How dramatic an effect will this have on health care in this country? Well, this would transform insurance companies from companies that manage risk into companies that are simply privatized middle-men through which the American population subsidizes the health care of the sickest, the poorest, the fattest, etc.
Add to that this ludicrous "public option" which is where the stealth socialization comes in, and for many people, the artificially low prices of the government plan will seem attractive and they will jump ship.
In short, I wouldn't buy stock in any health insurance company right now. In fact, I'd sell it, and I'd take whatever I could get for it, ASAP.
Now, dear liberals, I hope I don't blow your little childish minds, but let me make this clear: the government isn't going to lower health care costs. Nope, sorry, it's just not possible. They are changing the mechanism through which health care costs are paid for in this country (the ostensible "insurance" companies) from private companies to a government bureaucracy, but they are not doing one little thing, NOT ONE LITTLE THING to affect the actual costs of health care--which as I've said earlier begin at the provider level.
Due to regulation, licensing laws, restrictions on this and that, these costs will just continue to grow and grow (this is beyond the scope of a single blog post, but for the econ nerd a study of why health care costs continue to grow and grow is fascinating) and the government won't do anything about it.
I know. It'll seem, at first, like health care is suddenly cheaper. That's because the full cost of it won't be passed directly to you. And even after they hike taxes, it won't be passed directly to the tax-payer. Nope, it'll be financed through deficit spending and thus the cost will be passed onto future tax-payers. Your children, your grand-children, etc. The government will have to borrow money to pay for this, in addition to covering Social Security.
Where I'm going with all of this is that one-sixth of our economy can't just be punched in the balls without expecting some fallout. Things will not just keep ticking along but only with a better way of funding it all--rather, health care in this country is about to face a catastrophic restructuring, a major shock to a system that won't be able to face the sudden new demands that are about to be put on it, and with no real way to pay for it. Budget estimates are not taking this into account, they are not expecting people to respond to the incentives that they will face. And they are about to be shocked.
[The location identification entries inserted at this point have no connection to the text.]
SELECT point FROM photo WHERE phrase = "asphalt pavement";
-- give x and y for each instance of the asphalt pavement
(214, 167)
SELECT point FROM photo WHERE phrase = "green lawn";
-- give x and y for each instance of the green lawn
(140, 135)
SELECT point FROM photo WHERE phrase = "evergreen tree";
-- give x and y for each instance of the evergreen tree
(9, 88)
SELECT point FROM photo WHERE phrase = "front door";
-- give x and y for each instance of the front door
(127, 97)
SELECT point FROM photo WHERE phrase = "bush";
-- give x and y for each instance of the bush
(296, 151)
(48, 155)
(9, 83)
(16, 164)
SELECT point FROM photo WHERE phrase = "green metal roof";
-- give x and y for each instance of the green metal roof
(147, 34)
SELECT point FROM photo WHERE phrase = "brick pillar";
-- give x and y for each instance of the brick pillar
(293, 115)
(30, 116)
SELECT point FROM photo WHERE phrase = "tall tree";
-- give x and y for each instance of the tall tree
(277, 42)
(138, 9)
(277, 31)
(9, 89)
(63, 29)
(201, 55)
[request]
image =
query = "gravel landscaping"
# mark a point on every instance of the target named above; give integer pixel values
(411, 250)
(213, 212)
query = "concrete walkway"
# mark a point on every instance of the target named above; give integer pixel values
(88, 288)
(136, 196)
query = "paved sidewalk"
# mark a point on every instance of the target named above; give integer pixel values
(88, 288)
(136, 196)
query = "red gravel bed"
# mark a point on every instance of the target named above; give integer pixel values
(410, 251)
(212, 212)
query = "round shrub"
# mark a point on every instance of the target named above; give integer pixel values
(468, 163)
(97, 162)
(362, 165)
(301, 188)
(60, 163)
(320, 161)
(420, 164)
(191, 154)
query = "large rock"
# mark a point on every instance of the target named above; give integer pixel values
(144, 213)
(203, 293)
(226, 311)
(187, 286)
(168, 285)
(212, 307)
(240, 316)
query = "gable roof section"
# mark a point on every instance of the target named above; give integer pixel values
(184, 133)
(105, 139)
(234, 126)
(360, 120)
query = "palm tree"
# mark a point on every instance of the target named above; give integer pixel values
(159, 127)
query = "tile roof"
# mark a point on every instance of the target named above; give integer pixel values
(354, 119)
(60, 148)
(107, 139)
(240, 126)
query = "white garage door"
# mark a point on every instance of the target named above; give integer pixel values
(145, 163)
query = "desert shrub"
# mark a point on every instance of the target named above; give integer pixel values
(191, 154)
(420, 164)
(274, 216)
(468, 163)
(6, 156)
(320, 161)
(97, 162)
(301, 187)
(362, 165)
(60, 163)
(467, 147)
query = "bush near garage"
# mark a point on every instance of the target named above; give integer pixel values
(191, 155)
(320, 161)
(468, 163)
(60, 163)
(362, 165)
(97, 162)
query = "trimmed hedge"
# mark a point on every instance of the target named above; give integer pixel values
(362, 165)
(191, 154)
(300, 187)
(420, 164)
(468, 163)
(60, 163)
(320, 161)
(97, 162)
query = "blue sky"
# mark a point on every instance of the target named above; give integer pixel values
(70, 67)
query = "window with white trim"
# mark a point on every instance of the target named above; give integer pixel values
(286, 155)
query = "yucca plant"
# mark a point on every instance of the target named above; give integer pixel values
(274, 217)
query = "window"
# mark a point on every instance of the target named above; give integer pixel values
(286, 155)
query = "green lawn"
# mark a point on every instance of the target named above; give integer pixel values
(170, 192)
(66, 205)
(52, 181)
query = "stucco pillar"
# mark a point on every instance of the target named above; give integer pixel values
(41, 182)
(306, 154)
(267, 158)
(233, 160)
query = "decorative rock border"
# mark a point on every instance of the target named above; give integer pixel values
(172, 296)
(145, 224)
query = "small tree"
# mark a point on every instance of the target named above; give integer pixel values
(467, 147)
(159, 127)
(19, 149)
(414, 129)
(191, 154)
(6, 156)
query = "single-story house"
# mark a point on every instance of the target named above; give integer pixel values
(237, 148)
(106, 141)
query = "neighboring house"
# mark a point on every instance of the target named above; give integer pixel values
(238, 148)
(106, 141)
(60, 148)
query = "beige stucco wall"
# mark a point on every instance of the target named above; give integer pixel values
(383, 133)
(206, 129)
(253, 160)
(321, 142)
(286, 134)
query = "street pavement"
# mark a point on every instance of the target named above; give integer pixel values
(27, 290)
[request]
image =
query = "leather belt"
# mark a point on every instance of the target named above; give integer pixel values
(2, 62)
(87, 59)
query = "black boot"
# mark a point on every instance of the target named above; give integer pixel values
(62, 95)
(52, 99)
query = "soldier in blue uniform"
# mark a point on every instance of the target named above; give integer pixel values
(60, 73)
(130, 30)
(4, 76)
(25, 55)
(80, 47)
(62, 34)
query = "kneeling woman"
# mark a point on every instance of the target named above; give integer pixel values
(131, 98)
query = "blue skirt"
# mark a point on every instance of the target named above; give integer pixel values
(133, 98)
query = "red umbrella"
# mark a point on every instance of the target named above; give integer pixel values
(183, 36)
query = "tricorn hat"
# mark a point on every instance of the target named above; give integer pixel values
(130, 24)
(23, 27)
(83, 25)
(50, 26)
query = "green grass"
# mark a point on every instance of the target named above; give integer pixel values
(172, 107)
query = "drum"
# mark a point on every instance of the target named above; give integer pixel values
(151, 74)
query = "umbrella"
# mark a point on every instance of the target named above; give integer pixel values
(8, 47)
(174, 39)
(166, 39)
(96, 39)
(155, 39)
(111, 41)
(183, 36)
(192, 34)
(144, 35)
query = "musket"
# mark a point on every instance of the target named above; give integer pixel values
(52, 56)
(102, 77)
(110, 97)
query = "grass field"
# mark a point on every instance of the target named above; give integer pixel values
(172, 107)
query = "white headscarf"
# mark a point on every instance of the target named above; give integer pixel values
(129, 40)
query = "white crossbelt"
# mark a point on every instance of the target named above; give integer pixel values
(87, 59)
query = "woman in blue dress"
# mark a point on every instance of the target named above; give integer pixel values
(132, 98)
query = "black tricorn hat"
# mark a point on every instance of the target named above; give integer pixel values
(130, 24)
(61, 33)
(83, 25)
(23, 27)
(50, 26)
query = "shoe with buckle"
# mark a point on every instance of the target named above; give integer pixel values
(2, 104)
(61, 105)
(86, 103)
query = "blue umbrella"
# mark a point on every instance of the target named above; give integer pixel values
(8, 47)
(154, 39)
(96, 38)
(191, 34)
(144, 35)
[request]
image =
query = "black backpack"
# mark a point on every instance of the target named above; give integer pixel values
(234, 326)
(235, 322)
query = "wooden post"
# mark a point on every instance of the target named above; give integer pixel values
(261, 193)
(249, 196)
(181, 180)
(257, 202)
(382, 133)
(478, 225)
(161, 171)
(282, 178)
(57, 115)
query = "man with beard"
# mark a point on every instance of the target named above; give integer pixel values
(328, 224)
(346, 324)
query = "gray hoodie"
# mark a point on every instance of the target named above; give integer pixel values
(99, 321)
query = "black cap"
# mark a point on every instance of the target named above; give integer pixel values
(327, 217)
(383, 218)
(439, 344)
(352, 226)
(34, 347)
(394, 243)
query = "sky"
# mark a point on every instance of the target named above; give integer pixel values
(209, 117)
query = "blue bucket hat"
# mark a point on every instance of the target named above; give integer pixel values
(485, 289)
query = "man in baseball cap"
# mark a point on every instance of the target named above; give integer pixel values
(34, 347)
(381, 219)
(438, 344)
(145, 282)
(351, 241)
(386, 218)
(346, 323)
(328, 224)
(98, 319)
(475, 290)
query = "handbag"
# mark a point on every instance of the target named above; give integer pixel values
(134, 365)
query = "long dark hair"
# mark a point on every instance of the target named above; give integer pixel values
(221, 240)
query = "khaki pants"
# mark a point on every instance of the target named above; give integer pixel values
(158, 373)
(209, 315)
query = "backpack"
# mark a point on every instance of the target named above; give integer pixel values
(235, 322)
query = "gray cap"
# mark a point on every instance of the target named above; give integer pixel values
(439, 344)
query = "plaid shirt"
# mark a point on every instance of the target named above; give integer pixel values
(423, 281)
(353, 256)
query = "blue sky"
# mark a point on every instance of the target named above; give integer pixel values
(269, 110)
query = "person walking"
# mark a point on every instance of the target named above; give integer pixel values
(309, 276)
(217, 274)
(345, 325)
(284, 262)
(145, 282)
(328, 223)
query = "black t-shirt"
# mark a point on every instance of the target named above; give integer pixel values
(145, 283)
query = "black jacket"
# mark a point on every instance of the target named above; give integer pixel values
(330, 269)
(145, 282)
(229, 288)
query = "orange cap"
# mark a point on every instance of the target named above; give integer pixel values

Here are two things that might happen. I guarantee you with all my heart that one of these things will happen, and both of them may happen together (God forbid):
1) Health care must be rationed, as it is in other socialized health care systems, because there is too much demand and too little supply, and the supply is capped from growing because it is socialized and not a free market. This will lead to drastic changes in how Americans get their health care, and it will be decided by bureaucrats and special interests, not individuals making their own choices. IOW, the sky-high standard of care we get in this country is about to end.
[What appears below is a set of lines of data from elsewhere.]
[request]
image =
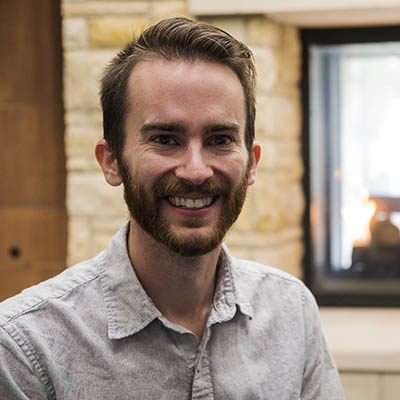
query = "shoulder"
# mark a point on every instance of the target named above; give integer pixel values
(261, 283)
(71, 281)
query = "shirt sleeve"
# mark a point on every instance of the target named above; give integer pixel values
(320, 376)
(18, 375)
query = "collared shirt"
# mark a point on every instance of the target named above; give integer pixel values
(92, 332)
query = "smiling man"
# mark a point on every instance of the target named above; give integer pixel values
(165, 311)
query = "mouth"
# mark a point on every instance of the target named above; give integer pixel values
(192, 204)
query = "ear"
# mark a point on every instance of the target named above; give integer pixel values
(255, 155)
(108, 163)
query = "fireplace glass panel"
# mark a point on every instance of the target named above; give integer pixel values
(355, 167)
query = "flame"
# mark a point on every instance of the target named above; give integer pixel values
(360, 217)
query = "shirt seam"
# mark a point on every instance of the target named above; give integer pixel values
(28, 350)
(46, 299)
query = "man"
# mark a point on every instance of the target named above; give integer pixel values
(165, 311)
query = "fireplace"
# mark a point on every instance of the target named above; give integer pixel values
(351, 103)
(378, 255)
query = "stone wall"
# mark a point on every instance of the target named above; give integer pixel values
(269, 229)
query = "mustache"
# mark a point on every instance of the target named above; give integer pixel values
(209, 188)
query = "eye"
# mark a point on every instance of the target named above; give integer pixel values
(164, 139)
(221, 140)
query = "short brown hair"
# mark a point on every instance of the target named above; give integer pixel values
(174, 39)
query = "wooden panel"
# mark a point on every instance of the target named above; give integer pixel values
(32, 163)
(30, 62)
(32, 248)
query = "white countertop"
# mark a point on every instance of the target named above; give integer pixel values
(363, 339)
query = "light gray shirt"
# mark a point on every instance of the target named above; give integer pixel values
(93, 333)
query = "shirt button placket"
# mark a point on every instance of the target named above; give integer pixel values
(202, 383)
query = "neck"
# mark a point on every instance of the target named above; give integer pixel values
(182, 288)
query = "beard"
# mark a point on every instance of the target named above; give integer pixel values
(144, 206)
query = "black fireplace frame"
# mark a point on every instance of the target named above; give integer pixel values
(337, 297)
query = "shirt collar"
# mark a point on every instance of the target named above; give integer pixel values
(129, 309)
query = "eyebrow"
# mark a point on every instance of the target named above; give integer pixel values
(161, 127)
(173, 127)
(222, 127)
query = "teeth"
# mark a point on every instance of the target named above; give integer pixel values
(190, 203)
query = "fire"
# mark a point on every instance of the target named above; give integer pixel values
(360, 216)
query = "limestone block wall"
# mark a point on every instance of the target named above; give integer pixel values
(269, 229)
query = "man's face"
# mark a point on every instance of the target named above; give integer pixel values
(185, 166)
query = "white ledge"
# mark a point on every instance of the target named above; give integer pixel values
(307, 13)
(365, 340)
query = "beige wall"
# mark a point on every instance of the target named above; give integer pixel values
(269, 229)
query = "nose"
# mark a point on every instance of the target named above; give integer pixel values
(194, 166)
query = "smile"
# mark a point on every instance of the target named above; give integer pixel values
(190, 203)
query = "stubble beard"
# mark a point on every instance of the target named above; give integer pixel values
(144, 207)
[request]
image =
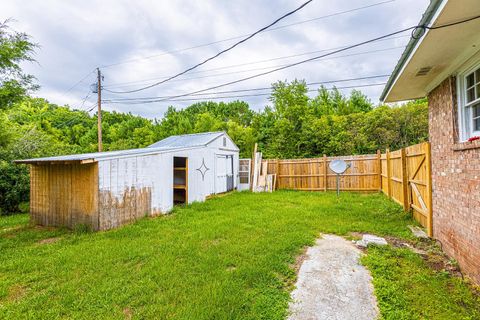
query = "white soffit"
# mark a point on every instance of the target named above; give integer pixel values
(440, 52)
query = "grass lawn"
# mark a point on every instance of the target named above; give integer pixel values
(231, 257)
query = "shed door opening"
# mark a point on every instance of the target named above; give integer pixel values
(244, 174)
(180, 180)
(224, 173)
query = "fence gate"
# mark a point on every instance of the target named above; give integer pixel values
(407, 179)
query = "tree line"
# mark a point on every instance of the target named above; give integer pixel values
(293, 125)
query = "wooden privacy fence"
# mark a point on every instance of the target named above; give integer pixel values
(403, 175)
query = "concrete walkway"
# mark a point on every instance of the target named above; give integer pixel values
(332, 284)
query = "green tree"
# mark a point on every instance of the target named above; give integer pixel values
(15, 47)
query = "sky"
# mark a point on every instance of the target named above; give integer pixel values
(137, 43)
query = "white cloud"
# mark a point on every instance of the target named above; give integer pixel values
(75, 37)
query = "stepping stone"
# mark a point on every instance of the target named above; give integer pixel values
(332, 284)
(368, 239)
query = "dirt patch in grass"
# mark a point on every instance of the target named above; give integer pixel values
(299, 260)
(127, 312)
(428, 249)
(431, 253)
(49, 240)
(16, 293)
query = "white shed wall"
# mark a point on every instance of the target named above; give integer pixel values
(134, 186)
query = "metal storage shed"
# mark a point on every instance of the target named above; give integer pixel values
(107, 189)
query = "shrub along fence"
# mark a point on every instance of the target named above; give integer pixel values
(403, 175)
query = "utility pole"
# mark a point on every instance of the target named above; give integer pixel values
(99, 112)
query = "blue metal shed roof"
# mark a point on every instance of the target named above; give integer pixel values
(187, 140)
(168, 144)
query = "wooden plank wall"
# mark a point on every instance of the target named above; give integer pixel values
(315, 174)
(403, 175)
(64, 194)
(406, 178)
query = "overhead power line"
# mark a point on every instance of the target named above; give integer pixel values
(322, 56)
(129, 83)
(223, 51)
(245, 95)
(251, 89)
(244, 35)
(272, 67)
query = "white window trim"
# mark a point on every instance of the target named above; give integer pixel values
(465, 117)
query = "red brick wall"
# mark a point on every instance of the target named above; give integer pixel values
(455, 183)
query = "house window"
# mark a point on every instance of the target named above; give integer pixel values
(469, 103)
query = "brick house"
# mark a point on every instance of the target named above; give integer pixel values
(444, 65)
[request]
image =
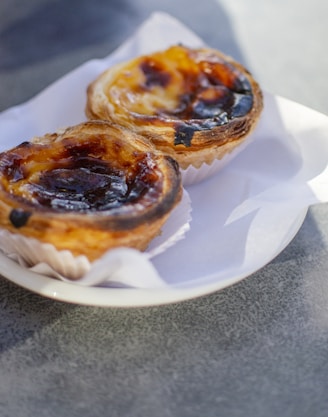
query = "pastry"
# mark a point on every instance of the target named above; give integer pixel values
(87, 189)
(196, 105)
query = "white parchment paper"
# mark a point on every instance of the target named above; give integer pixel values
(243, 216)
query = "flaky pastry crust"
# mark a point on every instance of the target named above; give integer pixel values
(194, 104)
(87, 189)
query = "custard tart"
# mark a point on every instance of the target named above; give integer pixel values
(196, 105)
(87, 189)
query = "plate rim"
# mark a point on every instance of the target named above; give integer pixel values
(129, 297)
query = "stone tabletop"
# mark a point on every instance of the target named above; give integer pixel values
(257, 348)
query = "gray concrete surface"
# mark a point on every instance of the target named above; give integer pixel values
(258, 348)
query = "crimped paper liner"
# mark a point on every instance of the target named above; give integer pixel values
(47, 260)
(192, 175)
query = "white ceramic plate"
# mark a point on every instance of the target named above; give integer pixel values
(126, 297)
(242, 217)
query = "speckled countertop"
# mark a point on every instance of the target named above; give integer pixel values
(257, 348)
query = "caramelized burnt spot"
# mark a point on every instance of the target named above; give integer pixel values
(19, 218)
(155, 74)
(215, 95)
(78, 177)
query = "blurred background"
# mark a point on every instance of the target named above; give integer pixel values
(281, 41)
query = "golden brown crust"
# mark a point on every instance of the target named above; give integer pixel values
(87, 189)
(194, 104)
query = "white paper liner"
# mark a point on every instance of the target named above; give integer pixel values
(45, 259)
(251, 206)
(192, 175)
2) Or, rather, the government will be even more naive/foolhardy than I expect, and they will try to provide the same level of service Americans are used to, without rationing, and funded through deficit spending. I find this one less likely, because it could only go on for a short while before people stopped buying Treasury bonds.
Part of me thinks (the optimistic part, that is) that this could turn out to be a Nixon price controls-style boondoggle, i.e. a bad policy that is enormously unpopular right away and is repealed within several years. I won't guarantee that.